A small herniation is not dangerous or even painful. This is when part of your dog’s intestines come out of a small opening on his belly. In the case of a spay procedure hernia, these are usually more serious. If you notice nodules on your dog’s abdomen shortly after the operation, this could be part of the body that heals itself and a naturally occurring inflammation takes place. This could mean that your dog still has a long way to go and that you have too follow all the postoperative instructions. Look out if your dog has a normal appetite or not, or if he experiences much thirst.

How do I prevent my dog from jumping after castration?

After castration, it is important that he or she does not jump, as your dog could fall and hurt himself and possibly tear open his seams. Keep your dog on a leash and as calm as possible 10-14 days after the operation and prevent him from licking the strings with a protective collar. For active dogs that love to exercise it may be hard. But pet experts warn that this is a crucial step in the healing process.

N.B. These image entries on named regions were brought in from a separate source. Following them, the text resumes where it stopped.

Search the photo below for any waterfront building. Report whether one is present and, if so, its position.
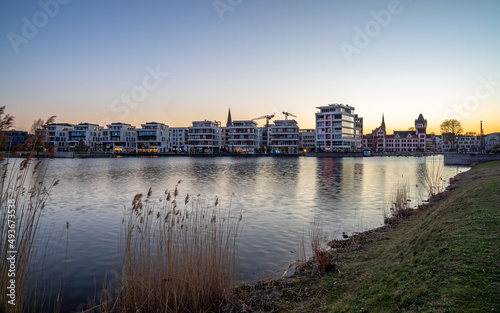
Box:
[136,122,171,153]
[221,108,233,152]
[363,114,427,152]
[41,123,73,152]
[227,120,262,153]
[354,114,363,147]
[456,136,481,152]
[0,130,28,149]
[299,129,316,152]
[484,133,500,152]
[67,123,103,152]
[188,120,222,153]
[102,123,137,153]
[316,104,363,152]
[268,120,299,154]
[170,127,188,153]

Can scar tissue form a hard knot?

What are keloids? If the skin is injured, fibrous tissue forms over the wound, which is called scar tissue, to repair and protect the injury. This is a spot of tissue reaction, and it’s completely normal. In some cases, additional scar tissue grows and forms smooth, hard growths called keloids. Keloids can be much larger than the original wound.

Why does my dog have a knot under his scar?

If the skin is injured, the tissue breaks, which releases a protein called collagen. Collagen builds up where the tissue is damaged and helps to heal and strengthen the wound. New collagen forms for several months and the blood supply increases, making the scar sublime and lumpy.

What does a keloid look like?

Keloids are sublime and look shiny and dome-shaped and range from pink to red. Some keloids become quite large and unsightly. In addition to causing potential cosmetic problems, these exuberant scars tend to be itchy, sensitive or even painful.

How long does wound healing take?

An average incision usually takes 10-14 days to heal completely. This means that as a pet owner you must remain disciplined and wear your pet’s protective collar while restricting its activity for at least 2 weeks after the operation.

How do you know if you tore inner seams after spraying?

If an inner seam layer breaks, you may notice a new bump under healthy normal skin or sensitivity in this area. If the outer incision gets tored out, the incision is open. This can, unfortunately, cause fat, muscles and even internal organs to fall out of their normal position.

How do you carry a dog after castration?

Put your pet in a sufficiently large transport box, kennel, box or small room if you cannot supervise it. The animal must be able to get up in the stable unit and turn around. If your pet is small, carry it up and down the stairs. Keep your pet on a leash so that it can urinate or empty.